Nos trois (enfin six) bandes dessinées préférées de 2016

Le classement des meilleures bandes dessinées de cette année 2016 offre quelques surprises, car si les boggans se retrouvent (comme souvent) dans l’attribution de la première place, le reste de classement est quasiment individuel, soit nous n’avions pas lu les mêmes bandes dessinées, soit nous les avons appréciés différemment. Voici donc le classement de tous les compromis (ou comment passer d’une liste de trois bandes  dessinées à une liste de six voire sept titres).

6. Le Cabaret des Ombres de Régis Hautière, Arnaud Poitevin et Christophe Bouchard : l’association entre un professeur dont l’invention présente un danger si elle venait à tomber entre de mauvaises mains (ce qui, évidemment, ne manque pas) et une troupe de forains, les Spectaculaires pour produire un récit digne de Rocambole dans le Paris du XIXe siècle. Réjouissant.

4. ex-aequo Etunwan, celui qui regarde de Thierry Murat : un voyage personnel et artistique vers l’Autre à travers les grands espaces de l’Ouest américain ; un récit tout en poésie sur le regard et la perception.

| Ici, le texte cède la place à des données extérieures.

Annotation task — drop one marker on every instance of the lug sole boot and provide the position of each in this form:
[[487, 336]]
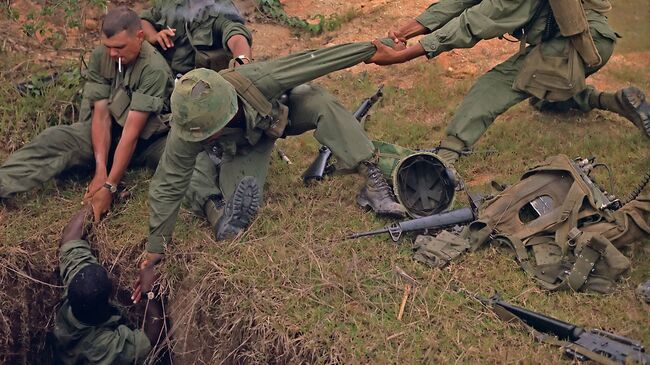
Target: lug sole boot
[[376, 194], [239, 210], [636, 108]]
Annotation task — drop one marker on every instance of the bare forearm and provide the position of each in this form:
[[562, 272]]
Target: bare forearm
[[149, 31], [154, 321], [238, 45], [122, 159], [412, 29], [101, 134]]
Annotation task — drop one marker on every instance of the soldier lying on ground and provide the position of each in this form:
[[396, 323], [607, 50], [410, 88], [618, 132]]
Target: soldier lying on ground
[[88, 329], [197, 33], [123, 119], [551, 70], [240, 113]]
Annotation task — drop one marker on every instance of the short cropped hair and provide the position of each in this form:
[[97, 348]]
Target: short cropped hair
[[88, 294], [120, 19]]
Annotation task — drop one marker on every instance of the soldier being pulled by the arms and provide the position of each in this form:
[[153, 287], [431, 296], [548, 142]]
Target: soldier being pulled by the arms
[[551, 70], [241, 113], [197, 33]]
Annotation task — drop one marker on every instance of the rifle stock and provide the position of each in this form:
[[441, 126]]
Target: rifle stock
[[432, 222], [319, 166], [579, 343]]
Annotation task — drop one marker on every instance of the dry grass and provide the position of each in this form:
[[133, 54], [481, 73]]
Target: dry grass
[[291, 290]]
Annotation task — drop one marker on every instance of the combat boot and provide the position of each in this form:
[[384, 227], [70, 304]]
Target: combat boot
[[643, 291], [629, 102], [213, 209], [239, 210], [376, 194]]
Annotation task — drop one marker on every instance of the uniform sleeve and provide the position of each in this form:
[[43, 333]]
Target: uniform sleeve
[[167, 189], [486, 20], [228, 27], [122, 345], [97, 87], [438, 14], [152, 15], [73, 256], [153, 90]]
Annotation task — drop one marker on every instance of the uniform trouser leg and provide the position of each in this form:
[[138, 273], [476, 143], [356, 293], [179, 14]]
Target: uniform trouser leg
[[53, 151], [311, 107], [203, 183], [580, 101], [254, 162], [492, 94]]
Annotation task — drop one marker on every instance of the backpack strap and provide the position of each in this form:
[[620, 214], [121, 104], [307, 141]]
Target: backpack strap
[[248, 91]]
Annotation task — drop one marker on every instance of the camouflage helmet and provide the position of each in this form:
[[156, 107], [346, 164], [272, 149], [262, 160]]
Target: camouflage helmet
[[423, 184], [202, 103]]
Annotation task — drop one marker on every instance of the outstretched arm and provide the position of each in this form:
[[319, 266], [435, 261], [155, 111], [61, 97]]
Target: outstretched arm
[[100, 134], [135, 122]]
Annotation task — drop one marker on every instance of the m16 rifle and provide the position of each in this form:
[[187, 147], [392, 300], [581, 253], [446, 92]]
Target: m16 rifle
[[578, 343], [320, 167], [432, 222]]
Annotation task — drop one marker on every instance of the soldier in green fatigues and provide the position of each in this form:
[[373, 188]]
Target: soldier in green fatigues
[[240, 112], [127, 105], [88, 329], [544, 70], [197, 33]]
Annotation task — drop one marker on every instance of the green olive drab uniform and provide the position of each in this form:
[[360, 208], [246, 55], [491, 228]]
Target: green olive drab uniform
[[462, 24], [200, 38], [246, 150], [144, 86], [111, 342]]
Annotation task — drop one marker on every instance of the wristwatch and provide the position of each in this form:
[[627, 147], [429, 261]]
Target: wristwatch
[[240, 59], [112, 188]]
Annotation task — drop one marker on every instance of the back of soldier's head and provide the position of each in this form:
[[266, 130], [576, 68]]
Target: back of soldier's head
[[88, 294], [120, 19]]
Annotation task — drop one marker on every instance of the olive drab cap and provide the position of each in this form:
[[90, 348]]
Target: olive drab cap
[[202, 103]]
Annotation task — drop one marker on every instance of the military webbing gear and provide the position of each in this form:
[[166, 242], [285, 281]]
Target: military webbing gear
[[376, 193], [203, 103], [572, 21], [276, 114], [423, 184], [629, 102], [553, 221], [240, 209], [438, 251]]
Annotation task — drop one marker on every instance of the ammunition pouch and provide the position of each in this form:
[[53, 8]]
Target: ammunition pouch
[[275, 115], [214, 59], [552, 221], [572, 21], [552, 78]]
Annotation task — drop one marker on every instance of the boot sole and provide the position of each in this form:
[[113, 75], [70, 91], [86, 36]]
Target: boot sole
[[240, 209], [635, 100]]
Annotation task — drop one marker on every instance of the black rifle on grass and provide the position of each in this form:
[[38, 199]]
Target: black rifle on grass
[[320, 167], [433, 222], [578, 343]]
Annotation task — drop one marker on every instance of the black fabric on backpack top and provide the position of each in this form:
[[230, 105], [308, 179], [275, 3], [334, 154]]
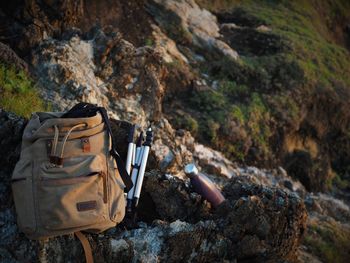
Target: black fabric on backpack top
[[84, 109], [81, 110]]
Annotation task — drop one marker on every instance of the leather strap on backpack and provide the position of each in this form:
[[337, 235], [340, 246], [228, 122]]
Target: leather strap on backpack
[[86, 246]]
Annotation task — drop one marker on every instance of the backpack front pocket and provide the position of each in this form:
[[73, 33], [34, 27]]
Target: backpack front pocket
[[72, 201]]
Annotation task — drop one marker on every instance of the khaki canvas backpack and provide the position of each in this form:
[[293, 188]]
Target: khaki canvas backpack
[[69, 177]]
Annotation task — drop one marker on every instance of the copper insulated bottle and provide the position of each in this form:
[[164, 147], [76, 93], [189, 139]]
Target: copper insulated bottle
[[204, 186]]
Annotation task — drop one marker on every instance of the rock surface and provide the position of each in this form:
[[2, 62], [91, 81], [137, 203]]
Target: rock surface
[[191, 23], [184, 227]]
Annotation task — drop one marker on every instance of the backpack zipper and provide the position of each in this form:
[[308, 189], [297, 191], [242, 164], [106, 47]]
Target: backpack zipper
[[104, 178]]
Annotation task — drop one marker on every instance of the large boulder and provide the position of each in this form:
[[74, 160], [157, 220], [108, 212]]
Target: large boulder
[[255, 223], [190, 24]]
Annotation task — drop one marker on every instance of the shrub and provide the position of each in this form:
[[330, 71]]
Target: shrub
[[18, 93]]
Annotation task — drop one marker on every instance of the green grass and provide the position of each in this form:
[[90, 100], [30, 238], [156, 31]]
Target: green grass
[[257, 91], [18, 93]]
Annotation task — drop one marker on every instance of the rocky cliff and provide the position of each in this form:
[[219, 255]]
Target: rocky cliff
[[224, 86]]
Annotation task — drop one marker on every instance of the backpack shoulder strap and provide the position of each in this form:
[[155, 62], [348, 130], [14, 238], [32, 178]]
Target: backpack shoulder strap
[[86, 246], [120, 163]]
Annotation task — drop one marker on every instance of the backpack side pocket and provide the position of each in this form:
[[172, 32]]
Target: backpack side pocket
[[22, 188]]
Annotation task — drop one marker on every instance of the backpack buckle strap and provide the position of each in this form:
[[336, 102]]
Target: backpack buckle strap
[[56, 160], [85, 144]]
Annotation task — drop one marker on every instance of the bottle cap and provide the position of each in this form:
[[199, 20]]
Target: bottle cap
[[191, 169]]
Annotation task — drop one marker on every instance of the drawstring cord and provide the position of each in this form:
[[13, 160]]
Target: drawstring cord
[[65, 138]]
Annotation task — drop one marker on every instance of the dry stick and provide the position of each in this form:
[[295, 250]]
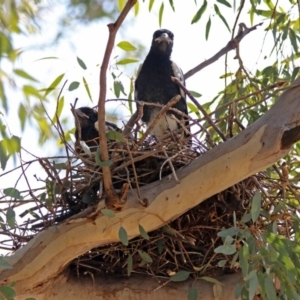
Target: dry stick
[[134, 172], [230, 46], [112, 197], [207, 117], [159, 115]]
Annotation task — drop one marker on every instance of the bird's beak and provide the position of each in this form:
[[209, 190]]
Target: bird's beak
[[81, 117], [164, 41]]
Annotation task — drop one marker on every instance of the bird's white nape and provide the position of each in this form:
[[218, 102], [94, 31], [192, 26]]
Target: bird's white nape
[[164, 124]]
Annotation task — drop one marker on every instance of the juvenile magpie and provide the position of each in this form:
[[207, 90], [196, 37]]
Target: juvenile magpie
[[87, 120], [154, 84]]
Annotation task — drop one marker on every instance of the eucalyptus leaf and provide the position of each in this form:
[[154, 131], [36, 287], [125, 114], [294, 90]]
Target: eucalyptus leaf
[[123, 236]]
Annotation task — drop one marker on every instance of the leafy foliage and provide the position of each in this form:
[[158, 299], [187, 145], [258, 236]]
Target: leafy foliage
[[264, 256]]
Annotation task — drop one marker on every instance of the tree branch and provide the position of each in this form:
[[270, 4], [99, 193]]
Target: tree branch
[[112, 197], [230, 46]]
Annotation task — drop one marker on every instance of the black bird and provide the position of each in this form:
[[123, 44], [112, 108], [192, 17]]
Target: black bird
[[87, 120], [154, 84]]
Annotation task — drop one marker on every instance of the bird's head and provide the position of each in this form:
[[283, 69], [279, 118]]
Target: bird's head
[[86, 116], [162, 41]]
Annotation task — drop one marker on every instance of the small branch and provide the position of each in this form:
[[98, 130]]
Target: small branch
[[230, 46], [290, 137], [207, 117], [112, 196]]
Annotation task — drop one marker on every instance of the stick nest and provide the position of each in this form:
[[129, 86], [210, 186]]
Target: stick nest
[[186, 243]]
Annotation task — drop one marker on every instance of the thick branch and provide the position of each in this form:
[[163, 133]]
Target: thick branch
[[112, 197], [230, 46], [253, 150], [137, 287]]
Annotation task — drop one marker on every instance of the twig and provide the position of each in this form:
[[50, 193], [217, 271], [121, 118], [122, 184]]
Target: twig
[[112, 196], [207, 117], [169, 160], [159, 115], [134, 172], [231, 45]]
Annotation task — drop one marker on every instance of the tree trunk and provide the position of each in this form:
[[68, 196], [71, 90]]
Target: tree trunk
[[136, 287]]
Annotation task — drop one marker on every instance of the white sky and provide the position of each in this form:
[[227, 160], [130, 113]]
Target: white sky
[[88, 43]]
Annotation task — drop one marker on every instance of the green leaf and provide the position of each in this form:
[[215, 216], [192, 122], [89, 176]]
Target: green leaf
[[119, 88], [229, 232], [222, 263], [200, 12], [108, 213], [22, 115], [180, 276], [226, 249], [172, 5], [244, 259], [212, 280], [129, 264], [115, 136], [123, 236], [4, 264], [253, 283], [238, 290], [29, 90], [143, 232], [101, 163], [126, 46], [293, 39], [195, 94], [87, 199], [49, 57], [8, 292], [87, 88], [160, 246], [10, 217], [160, 14], [73, 86], [121, 4], [145, 256], [24, 74], [54, 84], [136, 8], [207, 28], [193, 108], [59, 108], [271, 6], [192, 293], [221, 16], [255, 206], [50, 192], [151, 2], [12, 192], [269, 287], [85, 147], [226, 75], [224, 2], [81, 63], [13, 145], [126, 61]]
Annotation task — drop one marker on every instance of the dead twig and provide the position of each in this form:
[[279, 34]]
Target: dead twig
[[112, 197], [231, 45]]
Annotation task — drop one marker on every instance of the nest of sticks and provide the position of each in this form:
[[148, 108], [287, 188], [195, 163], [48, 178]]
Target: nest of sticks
[[186, 243]]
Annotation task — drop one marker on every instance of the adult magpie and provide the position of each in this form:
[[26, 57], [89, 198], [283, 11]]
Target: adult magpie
[[86, 120], [154, 84]]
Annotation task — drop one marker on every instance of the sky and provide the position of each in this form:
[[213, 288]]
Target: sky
[[88, 43]]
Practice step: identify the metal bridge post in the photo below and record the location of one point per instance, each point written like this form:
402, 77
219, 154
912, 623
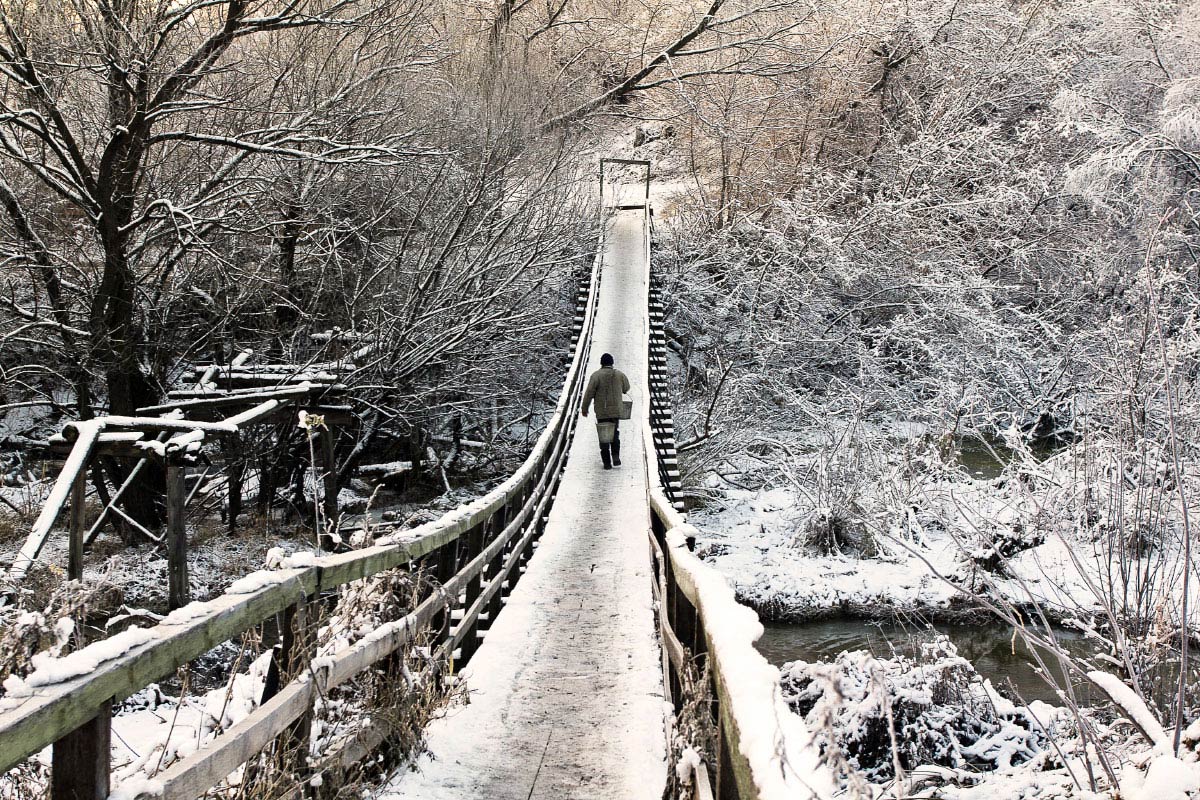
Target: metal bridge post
79, 765
329, 489
75, 554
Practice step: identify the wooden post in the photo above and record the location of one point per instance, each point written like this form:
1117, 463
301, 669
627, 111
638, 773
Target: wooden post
235, 473
493, 570
79, 764
75, 554
178, 594
329, 499
447, 566
471, 637
292, 655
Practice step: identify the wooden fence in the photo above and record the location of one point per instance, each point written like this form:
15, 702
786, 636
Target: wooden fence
474, 553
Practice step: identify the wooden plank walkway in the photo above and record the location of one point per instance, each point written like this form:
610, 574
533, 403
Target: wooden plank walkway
565, 693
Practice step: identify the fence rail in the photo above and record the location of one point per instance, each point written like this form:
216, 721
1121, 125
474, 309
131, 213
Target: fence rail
474, 553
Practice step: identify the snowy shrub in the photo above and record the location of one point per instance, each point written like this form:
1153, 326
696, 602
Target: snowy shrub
54, 630
933, 709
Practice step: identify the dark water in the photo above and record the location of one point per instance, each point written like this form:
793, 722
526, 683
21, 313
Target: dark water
990, 648
987, 457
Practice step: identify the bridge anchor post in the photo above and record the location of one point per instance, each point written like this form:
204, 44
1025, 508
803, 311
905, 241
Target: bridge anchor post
79, 765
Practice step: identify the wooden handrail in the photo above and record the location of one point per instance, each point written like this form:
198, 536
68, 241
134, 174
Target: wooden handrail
53, 711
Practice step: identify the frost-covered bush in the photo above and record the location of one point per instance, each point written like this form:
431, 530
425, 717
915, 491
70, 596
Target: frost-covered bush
931, 709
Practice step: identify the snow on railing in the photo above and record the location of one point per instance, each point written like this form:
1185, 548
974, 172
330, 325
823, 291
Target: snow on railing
60, 705
765, 750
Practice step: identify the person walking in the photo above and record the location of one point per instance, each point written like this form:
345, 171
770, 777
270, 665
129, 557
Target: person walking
605, 388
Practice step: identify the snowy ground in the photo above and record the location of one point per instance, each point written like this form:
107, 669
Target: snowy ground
565, 692
925, 539
931, 535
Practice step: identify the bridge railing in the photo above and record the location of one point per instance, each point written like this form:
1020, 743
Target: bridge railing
762, 750
474, 552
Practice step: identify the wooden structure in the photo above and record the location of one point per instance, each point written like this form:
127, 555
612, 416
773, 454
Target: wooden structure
475, 553
220, 405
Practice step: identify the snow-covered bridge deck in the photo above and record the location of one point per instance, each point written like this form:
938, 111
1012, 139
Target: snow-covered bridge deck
565, 692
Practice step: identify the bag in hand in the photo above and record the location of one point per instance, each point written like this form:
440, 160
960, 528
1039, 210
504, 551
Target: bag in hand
606, 432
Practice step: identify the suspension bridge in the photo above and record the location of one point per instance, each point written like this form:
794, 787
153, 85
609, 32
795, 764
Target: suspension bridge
594, 655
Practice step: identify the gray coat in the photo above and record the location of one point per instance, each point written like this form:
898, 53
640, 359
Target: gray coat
605, 388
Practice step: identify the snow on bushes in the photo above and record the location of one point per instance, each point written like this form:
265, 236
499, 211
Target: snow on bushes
933, 709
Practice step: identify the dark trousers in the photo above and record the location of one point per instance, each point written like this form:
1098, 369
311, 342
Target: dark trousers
610, 453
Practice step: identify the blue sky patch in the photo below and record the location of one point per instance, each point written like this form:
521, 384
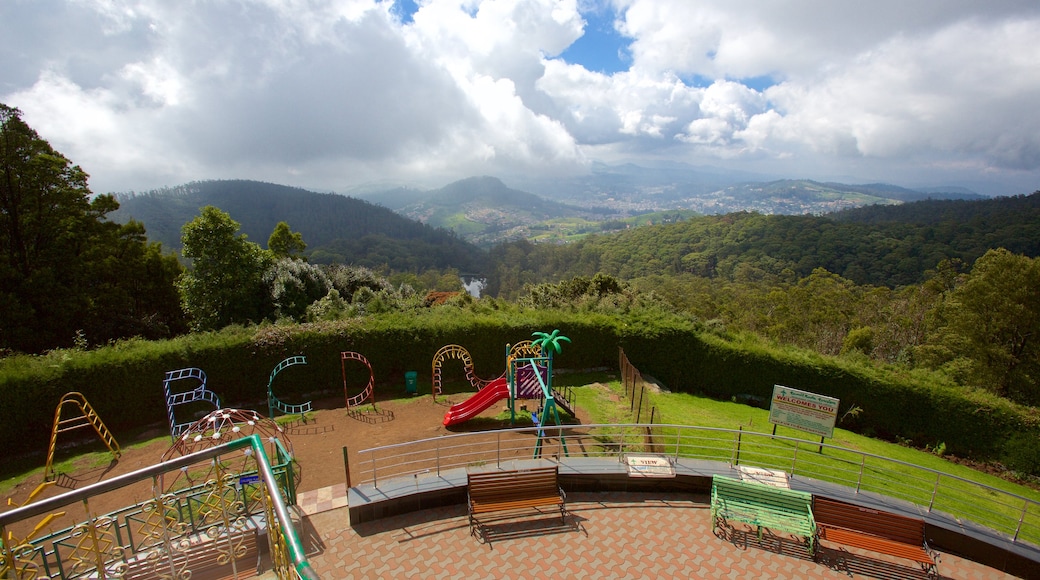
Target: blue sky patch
601, 49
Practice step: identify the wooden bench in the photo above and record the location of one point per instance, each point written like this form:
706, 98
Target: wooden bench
206, 558
874, 530
509, 492
762, 506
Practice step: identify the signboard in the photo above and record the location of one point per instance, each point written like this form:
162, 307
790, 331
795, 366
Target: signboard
649, 466
800, 410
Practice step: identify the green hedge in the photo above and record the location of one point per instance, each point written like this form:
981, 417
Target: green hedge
124, 383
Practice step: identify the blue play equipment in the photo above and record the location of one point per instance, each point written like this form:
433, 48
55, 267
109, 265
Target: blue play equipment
200, 393
276, 405
538, 369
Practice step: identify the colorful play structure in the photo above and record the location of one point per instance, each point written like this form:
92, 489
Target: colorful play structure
528, 375
453, 351
276, 405
354, 404
200, 393
84, 418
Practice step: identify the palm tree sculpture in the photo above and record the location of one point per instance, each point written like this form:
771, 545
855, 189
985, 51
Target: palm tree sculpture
549, 343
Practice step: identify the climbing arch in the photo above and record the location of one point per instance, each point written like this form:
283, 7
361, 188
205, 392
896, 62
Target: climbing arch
366, 394
453, 351
84, 418
274, 404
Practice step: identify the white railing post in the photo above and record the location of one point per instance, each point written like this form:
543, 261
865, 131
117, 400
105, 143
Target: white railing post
1021, 519
935, 490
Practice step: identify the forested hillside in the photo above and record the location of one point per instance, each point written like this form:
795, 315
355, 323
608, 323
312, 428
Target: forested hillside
890, 245
336, 229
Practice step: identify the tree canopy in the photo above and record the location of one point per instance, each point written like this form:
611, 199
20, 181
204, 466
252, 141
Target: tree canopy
225, 284
68, 274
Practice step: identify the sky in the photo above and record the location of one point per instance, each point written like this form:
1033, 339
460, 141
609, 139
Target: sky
334, 95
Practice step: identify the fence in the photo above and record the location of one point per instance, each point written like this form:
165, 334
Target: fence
209, 501
1013, 515
632, 380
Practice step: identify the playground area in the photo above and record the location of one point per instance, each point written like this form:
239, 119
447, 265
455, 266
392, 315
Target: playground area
323, 441
317, 445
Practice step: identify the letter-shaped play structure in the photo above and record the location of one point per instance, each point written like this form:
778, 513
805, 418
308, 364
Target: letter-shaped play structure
528, 376
85, 418
489, 392
549, 344
276, 405
367, 394
200, 393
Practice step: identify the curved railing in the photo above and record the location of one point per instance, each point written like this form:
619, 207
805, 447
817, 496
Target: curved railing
1008, 512
226, 501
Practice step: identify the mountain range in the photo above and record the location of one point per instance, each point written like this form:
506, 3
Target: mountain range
411, 229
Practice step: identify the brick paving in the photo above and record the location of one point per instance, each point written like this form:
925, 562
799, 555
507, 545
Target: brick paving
606, 535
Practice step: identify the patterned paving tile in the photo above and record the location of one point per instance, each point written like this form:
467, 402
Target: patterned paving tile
607, 535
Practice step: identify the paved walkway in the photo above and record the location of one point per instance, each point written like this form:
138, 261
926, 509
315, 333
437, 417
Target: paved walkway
607, 535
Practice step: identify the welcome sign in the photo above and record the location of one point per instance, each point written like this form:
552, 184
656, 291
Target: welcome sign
804, 411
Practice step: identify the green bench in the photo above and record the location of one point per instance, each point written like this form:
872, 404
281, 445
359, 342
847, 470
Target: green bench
762, 506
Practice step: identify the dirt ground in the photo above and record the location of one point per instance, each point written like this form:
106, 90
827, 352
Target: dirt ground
317, 446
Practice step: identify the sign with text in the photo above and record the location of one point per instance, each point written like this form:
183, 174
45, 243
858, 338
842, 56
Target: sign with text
804, 411
649, 466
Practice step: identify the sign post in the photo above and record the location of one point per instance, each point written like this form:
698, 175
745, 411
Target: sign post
804, 411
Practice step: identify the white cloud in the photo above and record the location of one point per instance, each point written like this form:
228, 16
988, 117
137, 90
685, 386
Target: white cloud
326, 94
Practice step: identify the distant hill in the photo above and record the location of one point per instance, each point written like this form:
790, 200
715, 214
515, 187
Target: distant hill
882, 245
486, 211
335, 228
482, 209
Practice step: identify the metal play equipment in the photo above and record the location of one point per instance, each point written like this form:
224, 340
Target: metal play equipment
225, 425
276, 405
200, 393
367, 394
214, 524
517, 383
549, 344
85, 418
455, 351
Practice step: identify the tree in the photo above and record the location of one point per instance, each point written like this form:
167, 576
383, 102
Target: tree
65, 270
990, 325
294, 285
284, 242
225, 284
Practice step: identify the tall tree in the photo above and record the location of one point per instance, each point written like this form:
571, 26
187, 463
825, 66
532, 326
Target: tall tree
284, 242
991, 322
225, 284
65, 270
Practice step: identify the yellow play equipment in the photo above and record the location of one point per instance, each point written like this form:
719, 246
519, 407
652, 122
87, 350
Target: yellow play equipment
86, 418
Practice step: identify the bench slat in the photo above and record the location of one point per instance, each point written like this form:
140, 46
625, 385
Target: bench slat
762, 506
514, 491
875, 530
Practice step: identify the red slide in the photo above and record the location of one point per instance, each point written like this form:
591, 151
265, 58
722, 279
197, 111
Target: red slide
494, 392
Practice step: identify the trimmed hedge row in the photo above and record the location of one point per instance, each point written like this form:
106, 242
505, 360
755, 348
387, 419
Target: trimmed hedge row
124, 383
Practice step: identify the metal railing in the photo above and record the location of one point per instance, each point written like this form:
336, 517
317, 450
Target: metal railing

4. ex-aequo Les Indociles, tome 1 de Camille Rebetez et Pitch : le côté mauvais garçon voire mauvaise foi , accentué par un dessin presque volontairement simpliste et donc chafouin, de cette histoire d’une jeunesse désoeuvrée et terriblement enfermée dans cette Suisse bien-pensante des années 60 produit un humour grinçant absolument formidable.

2. ex-aequo Les Amateurs de Bretch Evens : Une fable sur la création artistique. Par le biais d’un projet collectif se rencontrent des amateurs et un artiste reconnu pour livrer une vision très humaine d’un projet qui n’aboutit pas mais d’une rencontre qui a bien lieu.

2. ex-aequo Souvenirs de l’empire de l’Atome de Thierry Smolderen et Alexandre Clerisse : un récit foutraque qui part dans tous les sens, et qui se perd même en méandres narratifs au point qu’il est difficile à suivre. Et pourtant, cette BD parvient à distiller une petite musique sur une époque où l’on rêvait un autre monde, et où ce rêve prenait la forme d’utopies futuristes. La BD vaut aussi pour son graphisme tout droit sorti des 50s et 60s.

1. (unanime) Don Quichotte, livre 1 et 2 de Rob Davis : Merveilleuse adaptation d’un géant littéraire sur lequel de nombreux auteurs se sont cassés les dents tels Quichotte lui-même. Non seulement l’intelligence de la narration est vertigineuse mais en plus l’humour et l’esprit de l’oeuvre de Cervantès semble avoir été directement retranscrit dans cette BD qui nous rappelle la modernité du Quichotte. Chef d’oeuvre.

Sans oublier la mention spéciale du boggan : De Capes et de Crocs d’Alain Ayroles et de Jean-Luc Masbou.